Quanto à culpa é grave uma vez que a arguida agiu com dolo directo.
No que respeita à situação económica da arguida, temos de concluir que é boa, considerando que declarou perante a Administração Fiscal, relativamente ao ano de 2012, o resultado líquido de €2.444.859,75.
Não se provou que tivesse retirado qualquer benefício económico com a contra-ordenação cometida, pelo que esse factor a não pode prejudicar, como também foi entendido pela 1ª instância.
Também não consta dos autos que tivesse antecedentes contra-ordenacionais.
O dano causado afere-se pela violação dos interesses violados, sendo certo, como já referido, que não foi apurado qualquer benefício económico.

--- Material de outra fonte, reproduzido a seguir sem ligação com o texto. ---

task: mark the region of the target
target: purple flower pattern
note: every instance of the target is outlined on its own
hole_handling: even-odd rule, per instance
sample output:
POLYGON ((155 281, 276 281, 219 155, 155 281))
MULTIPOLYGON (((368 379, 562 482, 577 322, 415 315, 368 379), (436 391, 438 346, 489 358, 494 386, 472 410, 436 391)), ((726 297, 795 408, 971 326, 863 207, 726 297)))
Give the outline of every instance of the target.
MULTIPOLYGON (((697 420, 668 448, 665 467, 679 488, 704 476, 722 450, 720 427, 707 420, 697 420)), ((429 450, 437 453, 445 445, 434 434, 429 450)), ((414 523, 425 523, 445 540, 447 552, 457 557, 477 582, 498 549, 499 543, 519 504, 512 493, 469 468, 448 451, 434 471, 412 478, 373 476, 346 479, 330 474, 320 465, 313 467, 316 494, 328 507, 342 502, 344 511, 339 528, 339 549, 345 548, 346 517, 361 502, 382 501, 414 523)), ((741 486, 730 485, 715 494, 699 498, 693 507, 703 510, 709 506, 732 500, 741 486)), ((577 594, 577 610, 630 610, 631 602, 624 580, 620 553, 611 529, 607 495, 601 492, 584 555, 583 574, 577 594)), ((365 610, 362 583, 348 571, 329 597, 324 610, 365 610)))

Do que já se disse percebe-se que não podemos considerar reduzida a gravidade da infracção e da culpa da arguida, o que significa que não se verificam os pressupostos que justifiquem a substituição da coima por admoestação (art. 51º do regime geral das contra-ordenações[11]).
Perante o supra exposto, entendemos que a coima de € 3.325,32 aplicada é racionalmente justa, adequada, necessária e proporcional à gravidade da conduta em causa, não tendo violado o princípio da proporcionalidade considerado em qualquer das suas vertentes, mesmo tendo presente os seus subprincípios (necessidade, adequação e racionalidade).
Não há, por isso, qualquer censura a fazer à coima aplicada à recorrente.
Em conclusão: improcede o recurso ora em apreço, sendo certo que não foram violadas as disposições legais invocadas pela recorrente.
*
III- DISPOSITIVO
Em face do exposto, acordam os Juízes desta Relação em negar provimento ao recurso interposto pela arguida B…, SA.
*
Custas pela recorrente, fixando-se a taxa de justiça em 3 UCs.
*
(Processado em computador e revisto pela 1ª signatária. O verso das folhas encontra-se em branco – art. 94º, nº 2, do CPP)
*
Porto, 12.3.2014
Maria do Carmo Silva Dias (relatora)
Ernesto Nascimento (Adjunto)
__________________
[1] Cf., entre outros, Ac. do STJ de 19/12/1990, BMJ nº 402/232ss.
[2] Assim, entre outros, Ac. do STJ de 13/7/2005, proferido no processo nº 2122/05, relatado por Henriques Gaspar (consultado no site do ITIJ – Bases Jurídicas Documentais).
[3] Ibidem.
[4] Nos termos do art. 380º, nº 1, al. b) e nº 2 do CPP, corrige-se o manifesto lapso de escrito constante da sentença, quando nela se faz referência à alínea a), em vez de ser à alínea b) do nº 1 do art. 11º do DL nº 138/90, de 26.4, alterado e republicado pelo DL nº 162/99, de 13.5.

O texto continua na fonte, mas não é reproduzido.